On the quay wall at Abercastle there is a slate plaque marking the spot where, on 12 August 1876, a Danish-born fisherman called Alfred Johnson stepped ashore. He had spent 66 days sailing single-handed from Gloucester, Massachusetts, in a 20-foot dory named Centennial, surviving a gale that capsized the boat along the way. It was the first solo crossing of the Atlantic. His grandson, Charlie Dickman, unveiled the plaque in 2003.
The harbour faces north-west, which is the whole point of it — sheltered from the south-westerly gales that hammer the rest of this coast, giving the fishing fleet somewhere safe to sit. At the mouth of the bay is Ynys y Castell, a craggy 26-metre islet crowned by an Iron Age promontory fort. The village takes its name from it. At low tide you can cross to the island on a rock causeway, past a sea cave on its southern side.
Abercastle is small in the way that requires definitions. There is no pub, no shop, and no church. What there is: a working harbour, the ruins of 19th-century lime kilns, a three-storey stone granary standing empty above the water, and steep wooded valleys running inland. The old Welsh name, Cwm Badau, means Bay of Boats.
In the 19th century this was a trading harbour, shipping slate, grain, limestone, butter, honey and coal out to Bristol and Liverpool, and burning imported limestone and coal in those kilns.

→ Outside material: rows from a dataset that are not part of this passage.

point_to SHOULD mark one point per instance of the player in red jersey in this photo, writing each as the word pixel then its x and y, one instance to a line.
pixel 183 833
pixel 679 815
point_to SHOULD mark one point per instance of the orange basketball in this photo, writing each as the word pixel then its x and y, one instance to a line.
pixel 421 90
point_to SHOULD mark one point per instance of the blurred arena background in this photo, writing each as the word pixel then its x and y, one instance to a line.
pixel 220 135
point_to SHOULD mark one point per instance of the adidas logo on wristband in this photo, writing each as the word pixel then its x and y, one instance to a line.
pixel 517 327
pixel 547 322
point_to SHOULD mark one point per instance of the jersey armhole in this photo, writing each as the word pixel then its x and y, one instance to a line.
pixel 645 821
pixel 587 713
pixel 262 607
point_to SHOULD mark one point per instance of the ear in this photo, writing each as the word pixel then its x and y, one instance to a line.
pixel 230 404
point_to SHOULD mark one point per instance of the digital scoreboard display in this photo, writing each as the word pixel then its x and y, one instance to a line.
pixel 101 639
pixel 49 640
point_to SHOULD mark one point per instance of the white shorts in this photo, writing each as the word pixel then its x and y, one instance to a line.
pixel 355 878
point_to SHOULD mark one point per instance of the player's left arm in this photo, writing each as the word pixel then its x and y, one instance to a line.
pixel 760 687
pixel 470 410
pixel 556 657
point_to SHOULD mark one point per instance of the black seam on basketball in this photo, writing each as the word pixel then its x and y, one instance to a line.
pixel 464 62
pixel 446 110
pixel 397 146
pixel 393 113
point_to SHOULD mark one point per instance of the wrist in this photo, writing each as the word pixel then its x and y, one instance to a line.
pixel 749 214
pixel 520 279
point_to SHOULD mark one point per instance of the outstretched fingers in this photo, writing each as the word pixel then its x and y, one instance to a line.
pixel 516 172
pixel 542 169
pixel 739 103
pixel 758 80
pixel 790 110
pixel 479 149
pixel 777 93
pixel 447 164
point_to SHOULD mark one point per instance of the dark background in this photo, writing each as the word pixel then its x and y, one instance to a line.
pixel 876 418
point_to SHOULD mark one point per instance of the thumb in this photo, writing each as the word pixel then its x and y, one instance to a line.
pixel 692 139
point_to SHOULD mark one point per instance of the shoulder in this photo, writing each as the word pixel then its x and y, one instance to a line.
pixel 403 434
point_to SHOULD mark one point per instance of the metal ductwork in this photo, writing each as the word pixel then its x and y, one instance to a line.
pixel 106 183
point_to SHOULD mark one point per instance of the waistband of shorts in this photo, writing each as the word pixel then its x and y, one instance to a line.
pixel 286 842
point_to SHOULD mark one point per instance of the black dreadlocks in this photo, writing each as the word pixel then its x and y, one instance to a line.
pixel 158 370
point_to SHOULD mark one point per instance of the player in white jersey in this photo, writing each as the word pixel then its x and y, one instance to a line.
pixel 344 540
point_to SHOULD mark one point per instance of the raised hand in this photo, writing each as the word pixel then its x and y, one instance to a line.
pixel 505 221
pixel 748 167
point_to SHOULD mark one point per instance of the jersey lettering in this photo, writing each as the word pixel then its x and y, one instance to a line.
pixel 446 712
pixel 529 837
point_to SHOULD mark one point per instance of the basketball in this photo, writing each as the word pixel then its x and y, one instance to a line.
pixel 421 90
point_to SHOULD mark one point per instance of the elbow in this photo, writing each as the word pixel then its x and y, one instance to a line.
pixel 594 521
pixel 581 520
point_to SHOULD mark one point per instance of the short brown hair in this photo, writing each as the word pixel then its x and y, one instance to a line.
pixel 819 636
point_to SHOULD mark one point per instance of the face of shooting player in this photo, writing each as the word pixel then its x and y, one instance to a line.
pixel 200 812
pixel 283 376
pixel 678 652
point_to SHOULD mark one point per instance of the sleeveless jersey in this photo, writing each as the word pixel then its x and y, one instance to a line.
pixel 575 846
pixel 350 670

The Pembrokeshire Coast Path runs straight through the village, all 186 miles of it. Half a mile west you reach Carreg Samson, a 5,000-year-old Neolithic burial chamber whose capstone — 4.7 metres of it — rests on three upright stones. Local legend says St Samson of Dol set it in place with his little finger. The longer walk is the circular to Abermawr, about 5.7 miles, passing the granary ruin, the lime kilns, and the earthworks of a railway Brunel started and abandoned.
For a pub you go to Trefin, a mile away, where the Ship Inn has traded since 1797 and stayed in the same family, the Maddocks, for over 200 years. It runs Wednesday Pizza Night, Friday Fresh Fish Night at half price, and Saturday Steak Night using Welsh beef from Gwaun Valley Meats, with three changing real ales and Welsh ciders including Gwynt y Ddraig. Reviewers call it "a really friendly little pub with a lovely welcoming atmosphere." Three miles on at Porthgain, the Sloop Inn has been going since 1743 and serves crab and lobster landed locally.
Two miles inland at Tregwynt, a woollen mill still warps its looms and ties its knots by hand. A mill has stood on the site since the 17th century; the present owner's grandfather bought it in 1912 for £760. It became employee-owned in 2022. There's a café.
There is no station. You reach the village off the A487 via Trefin or Mathry, and parking is free for the few cars that fit; buses are the 413 to Trefin and, in season, the hail-and-ride Strumble Shuttle.
On a calm day the bay fills with kayaks, swimmers, and the boats of the Abercastle Boat Owners Association, working the same sheltered water that made the harbour worth building in the first place.